Although Big Star’s albums weren’t easily available, their work became championed and sometimes covered by such bands as the Bangles, R.E.M., the dB’s, Let’s Active, Game Theory and the Replacements, whose song “Alex Chilton” declares, “I never travel far without a little Big Star!”



Jody Stephens went to work at Ardent Studios in Memphis, where Big Star’s albums had been recorded. He still works there works today. He also has played drums with Golden Smog, a supergroup featuring Jeff Tweedy of Wilco, Gary Louris and Marc Perlman of the Jayhawks, Dan Murphy of Soul Asylum and Kraig Johnson of Run Westy Run. Golden Smog is reuniting for two shows at First Avenue in Minneapolis in early April.

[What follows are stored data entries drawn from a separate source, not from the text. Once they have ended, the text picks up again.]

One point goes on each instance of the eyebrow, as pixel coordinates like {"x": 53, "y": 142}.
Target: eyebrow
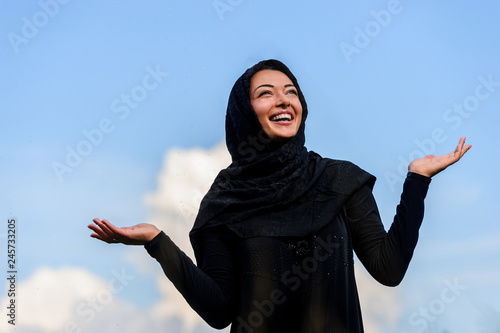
{"x": 272, "y": 86}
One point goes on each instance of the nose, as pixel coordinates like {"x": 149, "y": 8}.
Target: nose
{"x": 282, "y": 100}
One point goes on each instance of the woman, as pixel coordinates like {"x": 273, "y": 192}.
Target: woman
{"x": 275, "y": 234}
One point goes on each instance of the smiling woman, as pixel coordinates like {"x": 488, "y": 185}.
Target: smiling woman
{"x": 275, "y": 100}
{"x": 275, "y": 234}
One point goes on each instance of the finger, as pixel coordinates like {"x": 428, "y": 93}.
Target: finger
{"x": 104, "y": 225}
{"x": 103, "y": 231}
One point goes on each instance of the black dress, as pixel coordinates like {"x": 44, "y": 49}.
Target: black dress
{"x": 296, "y": 284}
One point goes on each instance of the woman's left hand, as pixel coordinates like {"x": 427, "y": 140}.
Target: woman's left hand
{"x": 431, "y": 165}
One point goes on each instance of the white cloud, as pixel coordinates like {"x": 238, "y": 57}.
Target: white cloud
{"x": 185, "y": 178}
{"x": 73, "y": 300}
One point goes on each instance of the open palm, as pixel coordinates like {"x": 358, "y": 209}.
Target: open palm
{"x": 138, "y": 234}
{"x": 431, "y": 165}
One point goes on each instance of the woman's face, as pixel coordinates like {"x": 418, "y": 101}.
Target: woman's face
{"x": 276, "y": 102}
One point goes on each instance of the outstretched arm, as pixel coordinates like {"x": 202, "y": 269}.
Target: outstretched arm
{"x": 139, "y": 234}
{"x": 431, "y": 165}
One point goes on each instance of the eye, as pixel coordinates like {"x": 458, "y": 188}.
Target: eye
{"x": 265, "y": 92}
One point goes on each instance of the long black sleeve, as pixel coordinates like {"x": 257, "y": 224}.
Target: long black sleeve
{"x": 386, "y": 255}
{"x": 209, "y": 288}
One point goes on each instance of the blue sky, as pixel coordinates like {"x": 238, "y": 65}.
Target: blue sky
{"x": 123, "y": 83}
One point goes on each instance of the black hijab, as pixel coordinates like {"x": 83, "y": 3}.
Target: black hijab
{"x": 273, "y": 189}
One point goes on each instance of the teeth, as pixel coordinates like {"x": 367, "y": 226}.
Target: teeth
{"x": 283, "y": 116}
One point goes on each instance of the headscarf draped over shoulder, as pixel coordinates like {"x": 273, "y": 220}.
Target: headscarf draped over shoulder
{"x": 273, "y": 189}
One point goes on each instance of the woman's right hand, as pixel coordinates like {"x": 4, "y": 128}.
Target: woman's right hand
{"x": 139, "y": 234}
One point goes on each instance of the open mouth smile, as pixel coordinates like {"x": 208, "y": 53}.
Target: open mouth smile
{"x": 282, "y": 117}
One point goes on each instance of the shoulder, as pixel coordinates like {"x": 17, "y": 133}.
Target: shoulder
{"x": 342, "y": 176}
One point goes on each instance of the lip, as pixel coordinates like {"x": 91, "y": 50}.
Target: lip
{"x": 286, "y": 122}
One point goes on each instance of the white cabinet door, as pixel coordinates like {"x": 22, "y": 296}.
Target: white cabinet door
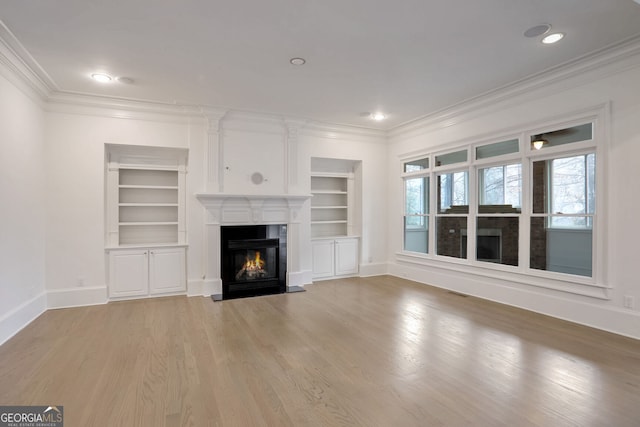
{"x": 167, "y": 270}
{"x": 346, "y": 251}
{"x": 128, "y": 273}
{"x": 323, "y": 255}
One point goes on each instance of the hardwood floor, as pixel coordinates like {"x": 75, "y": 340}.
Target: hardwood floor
{"x": 376, "y": 351}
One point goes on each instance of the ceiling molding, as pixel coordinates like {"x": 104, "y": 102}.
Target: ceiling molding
{"x": 23, "y": 69}
{"x": 610, "y": 56}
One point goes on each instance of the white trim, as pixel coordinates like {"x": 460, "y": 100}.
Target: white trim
{"x": 299, "y": 278}
{"x": 599, "y": 115}
{"x": 584, "y": 312}
{"x": 17, "y": 319}
{"x": 607, "y": 61}
{"x": 374, "y": 269}
{"x": 76, "y": 297}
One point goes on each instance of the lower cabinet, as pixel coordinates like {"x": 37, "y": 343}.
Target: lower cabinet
{"x": 146, "y": 271}
{"x": 334, "y": 257}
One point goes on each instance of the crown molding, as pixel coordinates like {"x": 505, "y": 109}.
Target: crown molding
{"x": 608, "y": 60}
{"x": 22, "y": 69}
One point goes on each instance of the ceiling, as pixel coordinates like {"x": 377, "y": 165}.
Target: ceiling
{"x": 408, "y": 58}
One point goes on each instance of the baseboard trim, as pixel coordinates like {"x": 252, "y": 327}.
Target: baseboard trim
{"x": 594, "y": 314}
{"x": 368, "y": 270}
{"x": 211, "y": 287}
{"x": 76, "y": 297}
{"x": 14, "y": 321}
{"x": 299, "y": 278}
{"x": 195, "y": 288}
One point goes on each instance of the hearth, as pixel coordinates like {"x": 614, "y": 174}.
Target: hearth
{"x": 254, "y": 260}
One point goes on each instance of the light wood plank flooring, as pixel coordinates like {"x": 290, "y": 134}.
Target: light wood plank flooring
{"x": 378, "y": 351}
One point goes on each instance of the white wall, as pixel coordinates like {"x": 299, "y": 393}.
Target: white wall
{"x": 370, "y": 150}
{"x": 612, "y": 82}
{"x": 22, "y": 210}
{"x": 75, "y": 174}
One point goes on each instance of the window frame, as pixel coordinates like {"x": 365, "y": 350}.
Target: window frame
{"x": 595, "y": 285}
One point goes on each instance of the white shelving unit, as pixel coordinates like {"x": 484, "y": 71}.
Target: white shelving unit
{"x": 334, "y": 231}
{"x": 330, "y": 204}
{"x": 148, "y": 206}
{"x": 146, "y": 218}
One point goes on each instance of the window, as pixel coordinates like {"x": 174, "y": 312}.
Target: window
{"x": 452, "y": 215}
{"x": 500, "y": 185}
{"x": 563, "y": 210}
{"x": 416, "y": 165}
{"x": 416, "y": 218}
{"x": 498, "y": 221}
{"x": 524, "y": 205}
{"x": 452, "y": 191}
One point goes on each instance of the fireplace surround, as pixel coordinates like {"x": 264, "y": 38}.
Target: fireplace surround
{"x": 254, "y": 260}
{"x": 226, "y": 209}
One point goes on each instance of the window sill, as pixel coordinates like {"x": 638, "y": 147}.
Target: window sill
{"x": 541, "y": 279}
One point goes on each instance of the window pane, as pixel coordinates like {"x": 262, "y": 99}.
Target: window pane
{"x": 500, "y": 189}
{"x": 449, "y": 236}
{"x": 416, "y": 165}
{"x": 561, "y": 250}
{"x": 417, "y": 196}
{"x": 453, "y": 193}
{"x": 497, "y": 240}
{"x": 563, "y": 136}
{"x": 451, "y": 158}
{"x": 497, "y": 149}
{"x": 565, "y": 186}
{"x": 416, "y": 234}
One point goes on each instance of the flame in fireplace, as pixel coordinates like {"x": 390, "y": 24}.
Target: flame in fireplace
{"x": 252, "y": 268}
{"x": 254, "y": 264}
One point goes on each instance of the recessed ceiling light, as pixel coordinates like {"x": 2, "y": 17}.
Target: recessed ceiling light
{"x": 552, "y": 38}
{"x": 101, "y": 77}
{"x": 125, "y": 80}
{"x": 538, "y": 30}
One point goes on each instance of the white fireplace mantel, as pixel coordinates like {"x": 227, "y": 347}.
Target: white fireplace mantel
{"x": 228, "y": 209}
{"x": 248, "y": 209}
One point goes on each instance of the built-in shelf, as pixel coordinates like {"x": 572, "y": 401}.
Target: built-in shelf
{"x": 146, "y": 199}
{"x": 150, "y": 187}
{"x": 330, "y": 204}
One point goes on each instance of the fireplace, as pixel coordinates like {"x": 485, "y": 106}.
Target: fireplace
{"x": 253, "y": 260}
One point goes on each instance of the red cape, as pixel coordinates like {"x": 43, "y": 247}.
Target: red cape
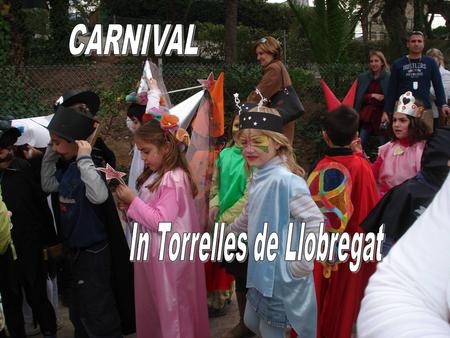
{"x": 339, "y": 297}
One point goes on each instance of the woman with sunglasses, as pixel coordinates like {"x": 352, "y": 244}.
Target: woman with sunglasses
{"x": 369, "y": 101}
{"x": 275, "y": 76}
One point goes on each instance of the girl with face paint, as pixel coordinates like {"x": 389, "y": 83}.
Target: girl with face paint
{"x": 281, "y": 293}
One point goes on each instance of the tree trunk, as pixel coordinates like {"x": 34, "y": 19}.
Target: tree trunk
{"x": 394, "y": 20}
{"x": 230, "y": 31}
{"x": 418, "y": 15}
{"x": 443, "y": 8}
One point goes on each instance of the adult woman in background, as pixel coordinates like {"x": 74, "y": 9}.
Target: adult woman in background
{"x": 437, "y": 55}
{"x": 369, "y": 101}
{"x": 275, "y": 76}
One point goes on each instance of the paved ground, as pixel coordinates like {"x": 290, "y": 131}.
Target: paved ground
{"x": 218, "y": 326}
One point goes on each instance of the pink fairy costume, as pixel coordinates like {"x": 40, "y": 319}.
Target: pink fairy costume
{"x": 170, "y": 296}
{"x": 398, "y": 160}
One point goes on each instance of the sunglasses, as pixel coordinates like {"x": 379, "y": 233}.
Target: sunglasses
{"x": 416, "y": 33}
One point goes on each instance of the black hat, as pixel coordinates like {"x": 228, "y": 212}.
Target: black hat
{"x": 259, "y": 120}
{"x": 8, "y": 134}
{"x": 71, "y": 124}
{"x": 71, "y": 97}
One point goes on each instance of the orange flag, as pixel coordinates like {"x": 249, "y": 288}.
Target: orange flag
{"x": 216, "y": 91}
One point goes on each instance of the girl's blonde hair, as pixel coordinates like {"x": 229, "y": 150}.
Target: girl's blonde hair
{"x": 151, "y": 132}
{"x": 269, "y": 45}
{"x": 285, "y": 151}
{"x": 436, "y": 53}
{"x": 381, "y": 56}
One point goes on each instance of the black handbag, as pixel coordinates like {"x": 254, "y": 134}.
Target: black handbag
{"x": 287, "y": 102}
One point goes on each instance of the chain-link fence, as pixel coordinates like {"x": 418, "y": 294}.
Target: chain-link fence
{"x": 32, "y": 90}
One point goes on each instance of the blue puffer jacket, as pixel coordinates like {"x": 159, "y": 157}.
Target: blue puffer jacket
{"x": 363, "y": 83}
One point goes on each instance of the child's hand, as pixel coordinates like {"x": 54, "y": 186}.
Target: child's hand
{"x": 84, "y": 148}
{"x": 356, "y": 146}
{"x": 213, "y": 214}
{"x": 378, "y": 97}
{"x": 125, "y": 194}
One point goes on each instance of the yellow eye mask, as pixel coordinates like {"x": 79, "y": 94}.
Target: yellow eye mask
{"x": 259, "y": 141}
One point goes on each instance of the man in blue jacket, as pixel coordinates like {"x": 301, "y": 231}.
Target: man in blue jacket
{"x": 415, "y": 72}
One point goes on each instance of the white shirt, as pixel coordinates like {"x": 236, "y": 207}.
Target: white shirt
{"x": 409, "y": 295}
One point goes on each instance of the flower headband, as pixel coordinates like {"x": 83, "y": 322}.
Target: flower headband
{"x": 257, "y": 119}
{"x": 407, "y": 105}
{"x": 168, "y": 123}
{"x": 140, "y": 98}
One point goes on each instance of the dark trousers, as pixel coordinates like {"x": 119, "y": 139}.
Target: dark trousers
{"x": 13, "y": 277}
{"x": 92, "y": 305}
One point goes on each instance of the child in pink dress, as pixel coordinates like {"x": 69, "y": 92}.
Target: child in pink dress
{"x": 170, "y": 296}
{"x": 399, "y": 159}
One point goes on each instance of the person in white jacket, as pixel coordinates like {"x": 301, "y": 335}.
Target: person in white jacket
{"x": 409, "y": 295}
{"x": 437, "y": 55}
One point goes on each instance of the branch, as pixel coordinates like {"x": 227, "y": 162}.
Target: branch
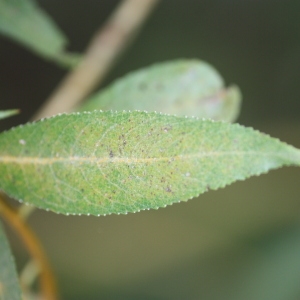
{"x": 48, "y": 286}
{"x": 107, "y": 44}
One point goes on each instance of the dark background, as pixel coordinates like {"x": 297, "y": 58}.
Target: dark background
{"x": 242, "y": 242}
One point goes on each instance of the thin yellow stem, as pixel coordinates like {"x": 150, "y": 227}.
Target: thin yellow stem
{"x": 107, "y": 44}
{"x": 47, "y": 281}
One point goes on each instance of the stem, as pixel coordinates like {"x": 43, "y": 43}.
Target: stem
{"x": 101, "y": 54}
{"x": 47, "y": 282}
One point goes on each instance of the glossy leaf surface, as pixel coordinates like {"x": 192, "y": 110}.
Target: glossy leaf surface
{"x": 181, "y": 87}
{"x": 118, "y": 162}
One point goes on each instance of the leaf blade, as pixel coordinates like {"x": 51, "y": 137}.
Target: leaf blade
{"x": 9, "y": 284}
{"x": 106, "y": 162}
{"x": 182, "y": 87}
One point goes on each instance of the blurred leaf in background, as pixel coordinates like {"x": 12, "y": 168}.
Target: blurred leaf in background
{"x": 25, "y": 22}
{"x": 179, "y": 87}
{"x": 9, "y": 283}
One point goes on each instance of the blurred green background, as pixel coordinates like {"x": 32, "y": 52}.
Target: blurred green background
{"x": 241, "y": 242}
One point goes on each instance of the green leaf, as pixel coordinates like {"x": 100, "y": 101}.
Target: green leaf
{"x": 25, "y": 22}
{"x": 118, "y": 162}
{"x": 8, "y": 113}
{"x": 181, "y": 87}
{"x": 9, "y": 283}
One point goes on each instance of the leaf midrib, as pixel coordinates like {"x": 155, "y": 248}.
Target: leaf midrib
{"x": 98, "y": 160}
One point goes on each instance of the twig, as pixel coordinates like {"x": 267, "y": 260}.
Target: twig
{"x": 105, "y": 47}
{"x": 47, "y": 282}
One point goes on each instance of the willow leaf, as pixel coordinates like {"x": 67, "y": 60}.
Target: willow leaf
{"x": 8, "y": 113}
{"x": 25, "y": 22}
{"x": 181, "y": 87}
{"x": 9, "y": 284}
{"x": 118, "y": 162}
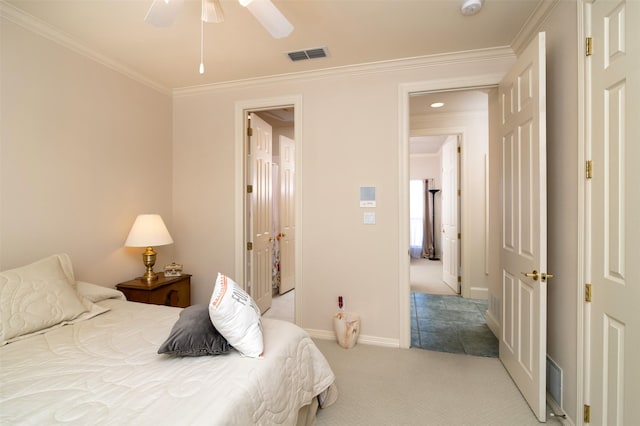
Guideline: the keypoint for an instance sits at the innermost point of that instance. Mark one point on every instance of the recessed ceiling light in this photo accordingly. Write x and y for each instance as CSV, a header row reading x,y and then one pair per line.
x,y
471,7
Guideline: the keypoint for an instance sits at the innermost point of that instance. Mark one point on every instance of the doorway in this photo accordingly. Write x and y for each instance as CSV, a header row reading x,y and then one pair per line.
x,y
278,205
443,317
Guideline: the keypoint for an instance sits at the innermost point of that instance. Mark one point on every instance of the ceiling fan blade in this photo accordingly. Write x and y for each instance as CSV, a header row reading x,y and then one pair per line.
x,y
162,13
269,16
212,11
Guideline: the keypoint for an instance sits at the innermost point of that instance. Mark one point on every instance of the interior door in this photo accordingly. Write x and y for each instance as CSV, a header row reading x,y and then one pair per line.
x,y
260,220
613,202
524,224
287,214
450,243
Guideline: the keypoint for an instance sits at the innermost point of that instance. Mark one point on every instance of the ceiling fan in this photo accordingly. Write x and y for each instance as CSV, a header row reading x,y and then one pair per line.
x,y
163,12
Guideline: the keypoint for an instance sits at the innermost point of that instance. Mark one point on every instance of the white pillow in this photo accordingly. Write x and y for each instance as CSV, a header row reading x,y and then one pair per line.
x,y
237,317
38,296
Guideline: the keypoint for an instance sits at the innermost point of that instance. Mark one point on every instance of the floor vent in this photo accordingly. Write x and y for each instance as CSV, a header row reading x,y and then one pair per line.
x,y
303,55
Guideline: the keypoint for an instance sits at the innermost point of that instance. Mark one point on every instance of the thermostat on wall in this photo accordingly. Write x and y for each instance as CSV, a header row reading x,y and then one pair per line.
x,y
367,196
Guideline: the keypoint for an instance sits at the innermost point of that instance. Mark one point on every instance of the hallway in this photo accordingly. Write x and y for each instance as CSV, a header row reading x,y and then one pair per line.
x,y
442,320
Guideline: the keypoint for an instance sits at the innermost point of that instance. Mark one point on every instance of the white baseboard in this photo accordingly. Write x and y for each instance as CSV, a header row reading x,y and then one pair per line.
x,y
362,339
493,325
481,293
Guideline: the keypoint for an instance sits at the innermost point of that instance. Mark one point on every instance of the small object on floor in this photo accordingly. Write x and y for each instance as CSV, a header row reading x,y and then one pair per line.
x,y
347,328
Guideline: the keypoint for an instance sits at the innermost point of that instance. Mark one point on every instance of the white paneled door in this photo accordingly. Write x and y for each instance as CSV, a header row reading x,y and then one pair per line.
x,y
613,204
524,224
450,243
287,233
260,199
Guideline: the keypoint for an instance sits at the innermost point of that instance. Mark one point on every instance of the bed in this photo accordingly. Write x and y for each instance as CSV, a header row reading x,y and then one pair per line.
x,y
102,367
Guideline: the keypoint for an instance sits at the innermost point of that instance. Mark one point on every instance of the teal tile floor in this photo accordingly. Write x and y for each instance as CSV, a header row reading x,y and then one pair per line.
x,y
451,324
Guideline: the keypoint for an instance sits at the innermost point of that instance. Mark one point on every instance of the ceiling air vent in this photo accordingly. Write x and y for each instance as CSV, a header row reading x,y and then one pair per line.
x,y
302,55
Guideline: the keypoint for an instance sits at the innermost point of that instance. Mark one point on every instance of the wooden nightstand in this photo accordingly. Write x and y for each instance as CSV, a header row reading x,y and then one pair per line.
x,y
169,291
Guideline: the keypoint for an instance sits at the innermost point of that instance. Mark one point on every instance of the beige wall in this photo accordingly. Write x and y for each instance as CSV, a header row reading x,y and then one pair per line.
x,y
350,134
83,151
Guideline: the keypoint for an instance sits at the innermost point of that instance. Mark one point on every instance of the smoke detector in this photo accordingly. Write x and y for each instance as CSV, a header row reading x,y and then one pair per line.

Jody is the only surviving original member of Big Star. Chris Bell was killed in a car crash in 1978. Alex Chilton died of a heart attack in March 2010 just days before he, Jody Stephens and original bassist Andy Hummel were scheduled to reunite on stage at the South By Southwest Music Festival. Four months later Hummel died of cancer.


Jody continues to play Big Star music live with the Big Star’s Third project, which includes Mike Mills from R.E.M., Chris Stamey of the dB’s and Mitch Easter of Let’s Active. Recently Jody has been writing songs and singing them with Luther Russell as the duo Those Pretty Wrongs. Their music not only sounds like the gentle acoustic stuff from #1 Record, but there’s a cool connection to that album that Jody talks about in our conversation.



Jody Stephens is one of the super-nice guys in rock. He takes us through what it felt like when Big Star had high hopes, what the creative partnership between Bell and Chilton was like and what happened when Chilton and Hummel came to blows and started smashing stuff. (After a reunion show at Metro, Stephens wanted to clobber Chilton himself.) And what did Chilton mean when he sang, "The drummer said you were not very clean, and I know what he means”? Whatever it is, Jody Stephens sure kicks up a fury behind that drum kit.



When you listen to Jody Stephens talk or play, you won't want to travel far without him either.